日々是チナヲチ。
素人による中国観察。web上で集めたニュースに出鱈目な解釈を加えます。「中国は、ちょっとオシャレな北朝鮮 」(・∀・)




 重慶暴動が終息したと思ったら、今度はデモです。安徽省蚌埠市で22日、地元では最大規模の企業、蚌埠市紡織厰の定年退職者約1万人が市内の大通りをデモ行進しました。――と伝えたのは台湾・中央社ですが、香港『東方日報』の報道が元ネタになっています。

 http://orientaldaily.com.hk/new/new_c57cnt.html

 ただし、実はそれよりも1日早く、反政府系ニュースサイト「大紀元」が比較にならぬ詳しさで報道しているんです。もしかすると『東方日報』の記事もこれに基づいたものかも知れません。

 http://www.epochtimes.com/gb/4/10/22/n697218.htm

 どうして「大紀元」がいちばん早くて最も詳細なのかといえば、「大紀元」はじめ反政府系メディアに評論を提供しているあるコラムニスト、この人がどうやら蚌埠市在住らしく、デモを目の当たりにしたのです。当然のことながら微に入り細に入ったレポートとなりました。

 さて、まずは何のためのデモかという話になりますが、定年退職した工員たちが退職金の引き上げを求めたものだそうです。中国の退職金は日本のようにまとめて支給されるのではなく、年金のように月ごとに支払われます。この工場の工員たちの場合、その額は毎月400~500元。もともとはそれで十分暮らしていけたのですが、ここ1年余りで物価がずいぶん上がったために急に苦しくなった、というより赤字状態になってしまったとのことです。で、退職金を物価上昇に合わせてスライドさせるよう求めている訳です。

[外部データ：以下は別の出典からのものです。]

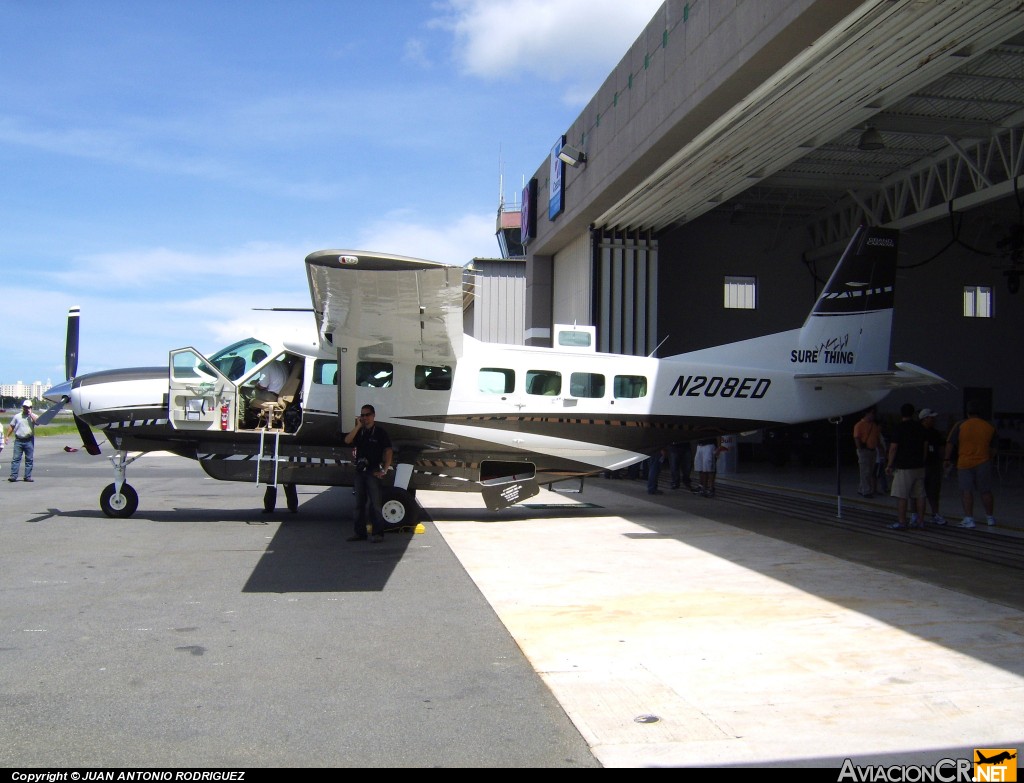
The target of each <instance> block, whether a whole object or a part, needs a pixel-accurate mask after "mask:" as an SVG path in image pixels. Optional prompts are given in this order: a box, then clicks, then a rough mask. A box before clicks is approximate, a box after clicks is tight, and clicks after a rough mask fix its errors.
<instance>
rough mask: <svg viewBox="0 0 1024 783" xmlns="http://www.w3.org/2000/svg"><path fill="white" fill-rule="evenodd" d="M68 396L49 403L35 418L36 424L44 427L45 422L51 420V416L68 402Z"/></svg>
mask: <svg viewBox="0 0 1024 783" xmlns="http://www.w3.org/2000/svg"><path fill="white" fill-rule="evenodd" d="M68 401H69V400H68V398H67V397H61V399H60V401H59V402H57V403H54V404H52V405H50V407H49V409H47V410H44V411H43V412H42V414H40V415H39V417H38V418H37V419H36V425H37V426H40V427H45V426H46V425H47V424H49V423H50V422H52V421H53V417H55V416H56V415H57V414H59V412H60V409H61V408H62V407H63V406H65V405H67V404H68Z"/></svg>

 デモといっても定年退職者によるものですし、紡織工場だから女工さんが多いので、ふつう想像されるデモとは一風変わったものだったようです。それでもかなり組織的に動いていたようで、連絡をちゃんと行き渡らせて、22日の午前7時には出発点である同市・勝利路に続々と集合するお爺さんお婆さんの姿が見られたとのこと。それもあれよあれよという間に人数は膨れ上がり、最終的には約1万人に達したそうです。よく見ると板のようなものを各自持参していて、勝利路に着くと場所を選んで腰を下ろしていきます。板はプラカードとかではなく腰の下に敷くためだったんですね。

 なにせ1万人ですから道路は占拠された状態です。少なくとも午前中いっぱいは交通が遮断されたままだったという目撃談(報告者はある程度見物して帰宅したようです)ですが、それってデモじゃなくて座り込みでは?とツッ込むのは慎みましょう。この日は晴天でかなり暑かったらしく、行進するよりマシとはいえ、お爺さんお婆さんの体力ですから烈日にさらされての座り込みだって相当キツかった筈です。

 ところでなぜこの日を選んだかというと、新しくオープンする市場の開業セレモニーが行われることになっていて、そこに温家宝首相が来賓として出席するという噂があったからなんだそうです。「親民総理」といわれるほど庶民派のイメージを持つ温家宝がこのデモを見れば、きっと地元の役所に指示を出して問題解決に向けて善処してくれる筈……という可能性に一縷の望みをつないだ、とまあ、何ともいたましく切ない話じゃあないですか。

 途中、様子見のためか役所の人間が車で乗り込んできたのですが、逆に誰何されると何を慌てたか車を捨てて逃げていったとのこと。重慶の一件があったばかりですから、緊張し過ぎていたのかも知れません。
「大多数の役人は発覚すれば有罪ひいては死刑になるような汚職をやっていて、市民もそれを知っているから役人を内心非常に憎んでいる。役人は役人でそういう市民の感情を常々肌で感じているから、何をされるかと思って怖くなり逃げたのではないか」
 と報告者は書いています。

 重慶の暴動に加え、相手がお爺さんお婆さんということもあるのでしょう。警察も鎮圧に来ることはなく、占拠された勝利路を迂回させるための交通整理の人員を出しただけだったそうです。結局大通りを占拠するだけで終わった「デモ」、温家宝に会うことは出来なかったようです(そもそも温家宝が蚌埠市に来ていたのかも不明)が、3人5人と固まっては社会問題を論じたり幹部の腐敗に憤ったりと、なかなか盛り上がっていたようです。

 とはいえ、地元公安局への事前申請をしていない以上、これは無許可デモあるいは非合法集会ということで、当局がその気になれば、違法行為で逮捕されてしまいます。一見平和的なイベントのようではありますが、かように切羽詰まった行動に出るところまで追い込まれたお爺さんお婆さんたちには、激しい怒りとそれなりの覚悟があったのではないかと思います。